You have been given a sorted array of length ‘N’. You need to construct a balanced binary search tree from the array. If there can be more than one possible tree, then you can return any.

Note:

1. A balanced binary tree is a binary tree structure in which the left and right subtrees of every node differ in height by no more than 1.

2. A binary search tree is a binary tree data structure, with the following properties
    a. The left subtree of any node contains nodes with value less than the node’s value.
    b. The right subtree of any node contains nodes with values equal to or greater than the node’s value.
    c.

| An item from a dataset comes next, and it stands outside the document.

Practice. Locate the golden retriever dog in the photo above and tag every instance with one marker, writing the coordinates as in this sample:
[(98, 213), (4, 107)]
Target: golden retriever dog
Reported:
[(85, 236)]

Right, and left subtrees are also binary search trees.

Example:

Below tree, is a balanced binary search tree

1

Below tree is not a balanced tree as the height of the left subtree and right subtree of node ‘5’ differs by more than 1. Moreover, the tree is also not a BST as node ‘2’ is less than node ‘3’ but ‘2’ is the right child of ‘3’.

1

Detailed explanation ( Input/output format, Notes, Images )

Input Format:

The first line contains an integer 'T' which denotes the number of test cases or queries to be run.

The first line of each test case contains an integer ‘N’ which denotes the number of elements in the array.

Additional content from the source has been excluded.